We always find that toads and frogs start being active very early in these parts of West Devon. One year we saw fresh spawn in the woodland pond during Christmas week. This year has been a little later, but still quite early for the norm country wide.
Our woodland pond was established nearly six years ago. The original soft wood plantation was harvested, and subsequently replanted with locally grown mixed deciduous varieties of trees. There was one area in particular that had a lot of natural springs, and so we took the decision to create a wildlife pond. This pond has been a huge success, and is home to many species of wildlife, including amphibians.
As with all thriving natural environments, an abundance of any species will mean that there is a good food chain in action, and this is the case for our pond.

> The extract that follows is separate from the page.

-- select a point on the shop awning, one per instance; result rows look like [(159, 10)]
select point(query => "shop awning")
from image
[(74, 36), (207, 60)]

A week or so ago, I was surprised to see a large quantity of spawn on top of a 7ft high tree trunk next to the pond. When felling the woodland, we kept a number of trunks that had evidence of wildlife inhabiting them, and this was one of them. I was confused as to how the spawn had got into such a position, especially as there was very little evidence of it having been fertilised. There was also a few splodges of spawn around the base of the trunk. It wasn't until a few mornings later that I realised how it must have got there.
On approaching the pond on my early morning walk with the dogs, we saw a large heron taking off from the ponds edge. I had read that when a female pregnant amphibian is under attack, it will shed its spawn, whether it has been fertilised or not. I strongly suspect that the heron caught the toad, and flew up onto the trunk, in order to consume its breakfast.
Since that morning I have seen the heron at the pond side regularly each morning, and yesterday morning I saw the first fertilised spawn this year in the pond.